Of the plans being readied in Hawaii to eliminate the frog, Senator McClintock added, "If anyone suggested that here in Puerto Rico, they would be unanimously condemned."

But while Senator McClintock said he missed the sound of the frog when he traveled, people here cannot relate.

"The frogs have driven our whole neighborhood nuts," said Mrs. Souza, who runs a small nursery in her backyard, and who may have unknowingly imported the first of the amphibians to her neighborhood. "We learned to sleep with the air- conditioner and the television on. But it just masks it. You still hear them no matter what."
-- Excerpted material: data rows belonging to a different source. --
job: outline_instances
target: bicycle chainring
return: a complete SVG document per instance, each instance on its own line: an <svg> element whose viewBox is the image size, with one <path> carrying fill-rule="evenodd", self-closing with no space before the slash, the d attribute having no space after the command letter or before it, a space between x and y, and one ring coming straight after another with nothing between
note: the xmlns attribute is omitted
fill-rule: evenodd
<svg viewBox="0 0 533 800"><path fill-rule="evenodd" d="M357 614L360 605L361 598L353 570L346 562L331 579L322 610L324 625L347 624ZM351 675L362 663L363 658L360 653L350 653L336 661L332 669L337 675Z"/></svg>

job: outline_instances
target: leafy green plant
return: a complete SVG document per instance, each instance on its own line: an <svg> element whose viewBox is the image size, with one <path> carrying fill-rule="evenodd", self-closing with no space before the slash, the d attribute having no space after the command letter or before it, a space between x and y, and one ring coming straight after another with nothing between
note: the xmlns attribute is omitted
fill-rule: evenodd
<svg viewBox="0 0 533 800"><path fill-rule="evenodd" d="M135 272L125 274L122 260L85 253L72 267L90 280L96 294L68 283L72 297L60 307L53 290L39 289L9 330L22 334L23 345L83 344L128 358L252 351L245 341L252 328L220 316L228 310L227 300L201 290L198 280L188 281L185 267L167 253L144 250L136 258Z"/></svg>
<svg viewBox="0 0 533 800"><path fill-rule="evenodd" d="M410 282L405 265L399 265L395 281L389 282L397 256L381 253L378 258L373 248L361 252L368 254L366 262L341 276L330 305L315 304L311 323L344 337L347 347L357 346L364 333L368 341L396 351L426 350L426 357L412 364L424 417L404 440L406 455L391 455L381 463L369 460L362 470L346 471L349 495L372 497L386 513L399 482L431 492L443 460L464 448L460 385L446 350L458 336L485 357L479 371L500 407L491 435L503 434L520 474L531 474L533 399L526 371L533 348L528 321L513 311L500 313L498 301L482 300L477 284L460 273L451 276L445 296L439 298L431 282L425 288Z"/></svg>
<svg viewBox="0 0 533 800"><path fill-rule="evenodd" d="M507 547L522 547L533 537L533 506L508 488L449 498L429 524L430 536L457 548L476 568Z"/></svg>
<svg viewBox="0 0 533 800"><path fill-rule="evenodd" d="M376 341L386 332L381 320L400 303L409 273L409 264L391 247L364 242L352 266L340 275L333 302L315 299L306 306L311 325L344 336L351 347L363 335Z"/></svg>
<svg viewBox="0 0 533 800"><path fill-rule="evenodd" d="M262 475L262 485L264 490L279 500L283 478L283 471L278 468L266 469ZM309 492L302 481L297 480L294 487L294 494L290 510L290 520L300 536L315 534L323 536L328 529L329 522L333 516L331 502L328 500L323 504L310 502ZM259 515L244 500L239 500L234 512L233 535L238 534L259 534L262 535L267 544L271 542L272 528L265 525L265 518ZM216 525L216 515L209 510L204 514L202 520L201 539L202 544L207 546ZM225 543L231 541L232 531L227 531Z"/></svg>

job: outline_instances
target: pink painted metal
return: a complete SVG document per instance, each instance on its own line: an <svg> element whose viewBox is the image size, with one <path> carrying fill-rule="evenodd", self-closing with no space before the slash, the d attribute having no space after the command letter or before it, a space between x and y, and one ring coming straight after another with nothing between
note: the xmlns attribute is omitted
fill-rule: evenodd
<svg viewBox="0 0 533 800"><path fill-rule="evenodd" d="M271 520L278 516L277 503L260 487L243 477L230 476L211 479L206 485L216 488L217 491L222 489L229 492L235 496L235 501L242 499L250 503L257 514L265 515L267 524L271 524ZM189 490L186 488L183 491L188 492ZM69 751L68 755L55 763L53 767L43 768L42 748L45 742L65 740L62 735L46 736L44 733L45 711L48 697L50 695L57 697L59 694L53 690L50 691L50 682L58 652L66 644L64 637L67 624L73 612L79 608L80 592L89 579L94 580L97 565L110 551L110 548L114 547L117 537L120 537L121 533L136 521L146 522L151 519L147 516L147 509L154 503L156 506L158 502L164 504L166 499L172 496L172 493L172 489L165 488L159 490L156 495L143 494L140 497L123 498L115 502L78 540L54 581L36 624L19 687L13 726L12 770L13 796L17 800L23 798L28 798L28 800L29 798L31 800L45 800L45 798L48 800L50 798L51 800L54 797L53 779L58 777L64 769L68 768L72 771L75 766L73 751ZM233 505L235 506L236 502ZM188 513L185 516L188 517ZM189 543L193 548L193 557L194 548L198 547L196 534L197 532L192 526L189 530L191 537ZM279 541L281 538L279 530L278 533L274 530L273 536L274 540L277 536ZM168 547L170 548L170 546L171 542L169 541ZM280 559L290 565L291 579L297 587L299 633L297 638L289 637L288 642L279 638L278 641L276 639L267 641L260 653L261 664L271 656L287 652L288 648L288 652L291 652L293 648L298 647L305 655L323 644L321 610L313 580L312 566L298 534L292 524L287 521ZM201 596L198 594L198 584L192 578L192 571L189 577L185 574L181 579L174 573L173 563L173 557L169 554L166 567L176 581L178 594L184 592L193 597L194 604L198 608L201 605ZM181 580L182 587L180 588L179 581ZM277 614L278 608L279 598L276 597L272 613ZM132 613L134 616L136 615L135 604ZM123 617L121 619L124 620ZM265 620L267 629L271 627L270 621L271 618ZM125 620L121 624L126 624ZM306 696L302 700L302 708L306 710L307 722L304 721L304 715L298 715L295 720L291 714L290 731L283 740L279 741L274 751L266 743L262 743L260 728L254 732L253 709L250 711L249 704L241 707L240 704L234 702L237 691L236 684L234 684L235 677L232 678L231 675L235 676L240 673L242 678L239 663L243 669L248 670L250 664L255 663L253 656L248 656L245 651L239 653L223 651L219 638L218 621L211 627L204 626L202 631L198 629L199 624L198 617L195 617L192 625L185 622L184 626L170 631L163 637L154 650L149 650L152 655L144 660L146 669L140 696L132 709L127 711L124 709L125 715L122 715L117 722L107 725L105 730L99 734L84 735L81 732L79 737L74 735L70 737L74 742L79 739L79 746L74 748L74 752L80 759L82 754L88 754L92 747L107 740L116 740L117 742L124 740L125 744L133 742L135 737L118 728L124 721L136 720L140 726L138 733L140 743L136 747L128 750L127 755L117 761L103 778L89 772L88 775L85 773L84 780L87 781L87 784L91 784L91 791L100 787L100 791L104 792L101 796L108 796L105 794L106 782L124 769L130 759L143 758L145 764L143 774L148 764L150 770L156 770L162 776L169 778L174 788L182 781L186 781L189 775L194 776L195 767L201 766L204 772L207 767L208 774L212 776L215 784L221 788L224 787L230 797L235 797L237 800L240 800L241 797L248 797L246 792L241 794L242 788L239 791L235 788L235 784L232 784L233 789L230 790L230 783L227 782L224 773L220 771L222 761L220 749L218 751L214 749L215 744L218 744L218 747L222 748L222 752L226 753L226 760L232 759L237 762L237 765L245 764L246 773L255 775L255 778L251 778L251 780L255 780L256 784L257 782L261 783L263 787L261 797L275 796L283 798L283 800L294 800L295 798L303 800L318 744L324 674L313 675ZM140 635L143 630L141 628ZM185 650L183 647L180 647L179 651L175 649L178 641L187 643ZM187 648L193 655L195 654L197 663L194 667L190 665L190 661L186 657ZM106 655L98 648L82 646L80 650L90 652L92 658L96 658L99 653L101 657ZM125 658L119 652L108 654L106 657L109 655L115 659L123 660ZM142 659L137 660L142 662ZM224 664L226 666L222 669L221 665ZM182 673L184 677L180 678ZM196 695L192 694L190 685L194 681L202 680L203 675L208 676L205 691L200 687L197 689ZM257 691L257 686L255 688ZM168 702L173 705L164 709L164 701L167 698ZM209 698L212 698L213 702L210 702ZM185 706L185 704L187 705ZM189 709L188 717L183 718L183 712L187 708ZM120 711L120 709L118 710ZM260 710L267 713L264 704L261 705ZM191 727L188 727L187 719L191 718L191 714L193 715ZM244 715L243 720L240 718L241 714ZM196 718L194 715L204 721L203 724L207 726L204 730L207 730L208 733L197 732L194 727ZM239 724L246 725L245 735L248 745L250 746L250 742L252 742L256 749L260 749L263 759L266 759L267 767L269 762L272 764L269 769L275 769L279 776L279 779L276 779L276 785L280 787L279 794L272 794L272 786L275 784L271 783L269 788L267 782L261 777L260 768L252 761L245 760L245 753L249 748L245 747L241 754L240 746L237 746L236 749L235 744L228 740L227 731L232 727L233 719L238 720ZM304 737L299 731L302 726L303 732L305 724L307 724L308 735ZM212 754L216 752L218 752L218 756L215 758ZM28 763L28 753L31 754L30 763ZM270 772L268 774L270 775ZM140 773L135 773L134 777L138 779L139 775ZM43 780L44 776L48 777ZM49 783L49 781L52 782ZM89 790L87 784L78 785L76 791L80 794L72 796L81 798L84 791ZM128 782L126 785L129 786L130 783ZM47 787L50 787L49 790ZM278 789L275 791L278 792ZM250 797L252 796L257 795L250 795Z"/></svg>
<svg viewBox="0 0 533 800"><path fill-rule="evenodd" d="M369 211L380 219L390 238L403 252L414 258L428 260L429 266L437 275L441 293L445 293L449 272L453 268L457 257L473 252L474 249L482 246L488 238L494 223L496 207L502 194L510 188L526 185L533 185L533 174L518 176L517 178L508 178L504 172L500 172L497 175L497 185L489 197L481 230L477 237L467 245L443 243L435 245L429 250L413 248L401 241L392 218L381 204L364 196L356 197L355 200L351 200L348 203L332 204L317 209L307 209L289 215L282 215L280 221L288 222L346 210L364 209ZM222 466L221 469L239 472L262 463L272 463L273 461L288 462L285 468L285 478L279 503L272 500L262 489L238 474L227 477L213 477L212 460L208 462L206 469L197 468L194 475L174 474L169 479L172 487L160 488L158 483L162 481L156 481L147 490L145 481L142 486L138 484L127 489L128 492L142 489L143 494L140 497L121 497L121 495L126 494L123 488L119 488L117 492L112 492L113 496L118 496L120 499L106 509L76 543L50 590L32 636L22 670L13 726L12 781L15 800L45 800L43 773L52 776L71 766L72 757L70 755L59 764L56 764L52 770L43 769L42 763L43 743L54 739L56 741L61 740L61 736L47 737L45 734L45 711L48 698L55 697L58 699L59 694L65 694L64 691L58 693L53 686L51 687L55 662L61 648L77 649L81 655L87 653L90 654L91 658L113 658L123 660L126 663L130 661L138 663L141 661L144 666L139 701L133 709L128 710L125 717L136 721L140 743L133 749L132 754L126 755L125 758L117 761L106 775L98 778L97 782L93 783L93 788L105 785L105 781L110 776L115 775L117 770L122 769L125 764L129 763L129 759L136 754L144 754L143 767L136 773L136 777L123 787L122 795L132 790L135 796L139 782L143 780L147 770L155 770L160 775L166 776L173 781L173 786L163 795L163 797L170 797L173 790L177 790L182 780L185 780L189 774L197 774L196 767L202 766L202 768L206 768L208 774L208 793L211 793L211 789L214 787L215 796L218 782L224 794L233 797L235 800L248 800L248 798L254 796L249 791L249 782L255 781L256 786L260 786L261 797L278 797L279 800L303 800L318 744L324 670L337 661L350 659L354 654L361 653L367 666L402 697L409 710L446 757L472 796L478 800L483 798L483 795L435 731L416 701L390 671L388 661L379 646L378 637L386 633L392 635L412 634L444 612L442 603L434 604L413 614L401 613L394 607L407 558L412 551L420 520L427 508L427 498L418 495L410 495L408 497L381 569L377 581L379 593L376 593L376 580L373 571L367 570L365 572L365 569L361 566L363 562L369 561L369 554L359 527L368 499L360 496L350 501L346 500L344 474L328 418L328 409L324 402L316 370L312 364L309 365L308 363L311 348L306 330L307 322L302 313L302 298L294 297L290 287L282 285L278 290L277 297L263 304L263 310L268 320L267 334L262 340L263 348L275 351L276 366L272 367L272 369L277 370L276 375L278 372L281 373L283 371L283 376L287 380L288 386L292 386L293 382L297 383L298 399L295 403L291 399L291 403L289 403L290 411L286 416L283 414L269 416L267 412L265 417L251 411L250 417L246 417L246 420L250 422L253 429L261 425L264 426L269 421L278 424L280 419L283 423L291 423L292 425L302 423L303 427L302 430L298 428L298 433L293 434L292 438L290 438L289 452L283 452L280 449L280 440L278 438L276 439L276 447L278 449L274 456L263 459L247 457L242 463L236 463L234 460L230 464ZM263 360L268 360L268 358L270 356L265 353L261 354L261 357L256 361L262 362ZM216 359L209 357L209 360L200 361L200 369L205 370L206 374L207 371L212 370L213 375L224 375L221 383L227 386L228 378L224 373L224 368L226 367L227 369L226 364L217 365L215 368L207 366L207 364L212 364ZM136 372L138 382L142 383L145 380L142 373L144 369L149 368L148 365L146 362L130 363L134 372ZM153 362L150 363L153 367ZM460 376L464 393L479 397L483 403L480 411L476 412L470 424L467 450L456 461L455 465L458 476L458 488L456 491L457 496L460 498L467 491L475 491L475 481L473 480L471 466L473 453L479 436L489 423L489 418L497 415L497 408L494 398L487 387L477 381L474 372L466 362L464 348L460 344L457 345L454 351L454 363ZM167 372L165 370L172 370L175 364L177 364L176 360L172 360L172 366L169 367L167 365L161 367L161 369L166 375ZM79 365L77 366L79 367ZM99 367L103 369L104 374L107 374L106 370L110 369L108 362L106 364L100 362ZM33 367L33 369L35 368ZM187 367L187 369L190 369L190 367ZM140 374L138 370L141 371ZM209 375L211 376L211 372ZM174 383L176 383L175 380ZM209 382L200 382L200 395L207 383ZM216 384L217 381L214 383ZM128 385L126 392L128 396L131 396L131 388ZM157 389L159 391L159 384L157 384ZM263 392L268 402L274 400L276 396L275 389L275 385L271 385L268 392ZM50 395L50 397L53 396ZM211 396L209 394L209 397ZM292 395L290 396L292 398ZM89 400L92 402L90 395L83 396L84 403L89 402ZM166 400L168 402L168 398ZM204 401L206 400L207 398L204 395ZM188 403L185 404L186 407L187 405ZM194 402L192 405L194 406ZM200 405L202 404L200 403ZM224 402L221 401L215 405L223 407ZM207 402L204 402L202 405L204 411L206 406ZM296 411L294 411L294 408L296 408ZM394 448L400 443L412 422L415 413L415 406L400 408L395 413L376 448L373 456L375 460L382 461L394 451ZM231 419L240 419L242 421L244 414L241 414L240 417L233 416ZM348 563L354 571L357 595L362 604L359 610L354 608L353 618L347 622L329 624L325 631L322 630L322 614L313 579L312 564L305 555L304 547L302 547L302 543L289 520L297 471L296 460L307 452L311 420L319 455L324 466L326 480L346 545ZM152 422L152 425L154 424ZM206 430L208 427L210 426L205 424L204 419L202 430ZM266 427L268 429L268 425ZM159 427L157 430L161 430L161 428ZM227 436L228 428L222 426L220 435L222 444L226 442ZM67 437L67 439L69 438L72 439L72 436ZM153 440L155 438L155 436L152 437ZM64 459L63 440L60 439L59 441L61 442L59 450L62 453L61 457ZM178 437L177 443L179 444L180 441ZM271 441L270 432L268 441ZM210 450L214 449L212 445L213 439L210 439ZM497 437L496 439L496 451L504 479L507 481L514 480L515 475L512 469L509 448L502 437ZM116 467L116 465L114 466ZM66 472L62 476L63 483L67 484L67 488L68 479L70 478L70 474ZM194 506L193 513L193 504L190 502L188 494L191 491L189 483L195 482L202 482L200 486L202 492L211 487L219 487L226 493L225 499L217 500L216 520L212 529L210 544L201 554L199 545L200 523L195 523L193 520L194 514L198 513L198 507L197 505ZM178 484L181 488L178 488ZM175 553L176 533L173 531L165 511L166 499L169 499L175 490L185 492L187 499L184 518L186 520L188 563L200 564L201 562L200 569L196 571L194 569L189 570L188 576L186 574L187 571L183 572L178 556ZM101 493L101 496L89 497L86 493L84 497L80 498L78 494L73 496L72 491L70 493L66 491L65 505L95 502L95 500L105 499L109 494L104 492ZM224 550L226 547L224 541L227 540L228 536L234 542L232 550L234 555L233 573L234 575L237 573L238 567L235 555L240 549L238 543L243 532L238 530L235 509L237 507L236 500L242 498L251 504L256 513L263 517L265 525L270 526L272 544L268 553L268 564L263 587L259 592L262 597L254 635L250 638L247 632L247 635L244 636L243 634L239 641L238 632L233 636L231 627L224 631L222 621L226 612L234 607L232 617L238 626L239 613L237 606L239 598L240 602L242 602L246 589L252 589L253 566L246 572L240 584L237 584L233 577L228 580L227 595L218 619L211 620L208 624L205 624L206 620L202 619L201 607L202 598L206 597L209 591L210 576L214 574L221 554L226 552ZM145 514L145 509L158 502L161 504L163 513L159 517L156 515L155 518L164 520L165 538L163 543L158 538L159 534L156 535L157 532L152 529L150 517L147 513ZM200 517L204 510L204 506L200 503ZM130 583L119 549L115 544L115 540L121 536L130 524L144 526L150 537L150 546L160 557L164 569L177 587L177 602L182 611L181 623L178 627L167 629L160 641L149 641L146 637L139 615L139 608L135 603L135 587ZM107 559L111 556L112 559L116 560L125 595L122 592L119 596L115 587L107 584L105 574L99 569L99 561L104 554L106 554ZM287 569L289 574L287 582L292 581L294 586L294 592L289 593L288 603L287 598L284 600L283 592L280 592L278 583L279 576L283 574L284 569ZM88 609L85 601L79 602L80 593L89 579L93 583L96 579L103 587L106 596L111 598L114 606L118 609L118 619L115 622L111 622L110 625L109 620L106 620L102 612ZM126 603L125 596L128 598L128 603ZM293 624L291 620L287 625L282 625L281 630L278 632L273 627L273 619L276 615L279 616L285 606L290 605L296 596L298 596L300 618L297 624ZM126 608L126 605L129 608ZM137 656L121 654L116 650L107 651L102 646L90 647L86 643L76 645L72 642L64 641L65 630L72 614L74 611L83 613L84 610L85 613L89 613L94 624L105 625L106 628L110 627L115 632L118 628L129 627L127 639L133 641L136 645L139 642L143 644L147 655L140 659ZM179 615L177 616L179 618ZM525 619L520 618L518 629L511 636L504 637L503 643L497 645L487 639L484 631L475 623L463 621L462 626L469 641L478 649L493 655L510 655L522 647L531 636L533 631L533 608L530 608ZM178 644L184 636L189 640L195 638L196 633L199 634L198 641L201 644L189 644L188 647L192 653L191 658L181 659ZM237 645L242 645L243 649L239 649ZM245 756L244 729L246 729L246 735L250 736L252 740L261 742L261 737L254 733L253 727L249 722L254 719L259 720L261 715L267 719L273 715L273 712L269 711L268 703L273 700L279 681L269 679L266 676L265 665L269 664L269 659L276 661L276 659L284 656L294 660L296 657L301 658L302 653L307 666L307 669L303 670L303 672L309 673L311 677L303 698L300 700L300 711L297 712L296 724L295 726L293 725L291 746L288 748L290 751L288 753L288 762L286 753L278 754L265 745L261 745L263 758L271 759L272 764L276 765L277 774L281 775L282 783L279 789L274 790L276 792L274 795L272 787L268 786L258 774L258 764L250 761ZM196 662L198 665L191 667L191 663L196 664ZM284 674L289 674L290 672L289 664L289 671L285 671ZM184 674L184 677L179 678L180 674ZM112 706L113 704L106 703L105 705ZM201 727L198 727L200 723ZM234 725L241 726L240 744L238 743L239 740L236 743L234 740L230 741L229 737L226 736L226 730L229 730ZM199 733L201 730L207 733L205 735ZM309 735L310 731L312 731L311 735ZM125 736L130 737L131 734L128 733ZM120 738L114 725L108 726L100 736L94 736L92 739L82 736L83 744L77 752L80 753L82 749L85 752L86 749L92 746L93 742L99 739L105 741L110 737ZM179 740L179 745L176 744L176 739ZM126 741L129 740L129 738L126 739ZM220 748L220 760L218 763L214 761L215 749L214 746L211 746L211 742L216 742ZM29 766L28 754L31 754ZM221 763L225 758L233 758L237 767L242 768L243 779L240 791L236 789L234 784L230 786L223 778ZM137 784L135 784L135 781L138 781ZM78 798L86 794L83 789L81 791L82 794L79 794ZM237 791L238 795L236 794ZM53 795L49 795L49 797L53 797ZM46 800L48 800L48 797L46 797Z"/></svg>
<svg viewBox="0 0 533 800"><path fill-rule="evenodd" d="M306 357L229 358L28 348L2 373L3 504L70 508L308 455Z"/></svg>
Mrs. Souza has been unnerved by reports that the frogs, while new to Oahu, have proliferated in recent years on Hawaii's less populated outer islands. On the Big Island of Hawaii, for example, thousands of the frogs now occupy a state park. In some instances, home sales have been jeopardized when the frogs were discovered nearby.

While government officials weigh the merits and logistics of eradicating the frogs, teams of biologists fan into Wahiawa several nights a month to give Mrs. Souza and her neighbors temporary relief. They have sought to catch the frogs by hand. Over the summer, they apprehended more than 70 males. But because the females can lay several eggs at a time and are difficult to see because they make no sound, the frogs have continued to multiply.

On a recent night, Leila Gibson, a biologist with the United States Fish and Wildlife Service, patrolled the neighborhood at dusk. She was armed with a clear plastic bag. If she caught a frog, she intended to put in a freezer, where it would grow sleepy and die.

Though she empathized with Mrs. Souza's insomnia, Ms. Gibson's primary motivation was different. Like Dr. Ako, she worried that the frogs posed a danger to the surrounding environment, including several species of native spiders and crickets.

Just after 7 p.m., as a light mist fell, an unmistakable voice cried out from behind Mrs. Souza's wood- frame house: co-KEE! co-KEE! co- KEE! Turning on her blue flashlight and falling in behind a colleague in camouflage pants, Ms. Gibson sprinted toward the woods. But the coquí went silent.

Soon after, the team heard another sound: click-click-click-click.

It was only a gecko.

A moment later, there was a soft gurgling noise. Ms. Gibson and her colleague, Fred Amidon, exchanged puzzled looks.

"Coffee maker," Mr. Amidon finally said.

At one point, Ms. Gibson sought to coax a shriek by playing a tape recording of another male, whom a real frog might perceive as a competitor.

But her prey remained quiet and out of sight, nestled in the rough brush at the base of the strand of eucalyptus. After almost two hours, Ms. Gibson climbed into her black Nissan and drove home, her bag empty.

On this night, at least, the frog had won.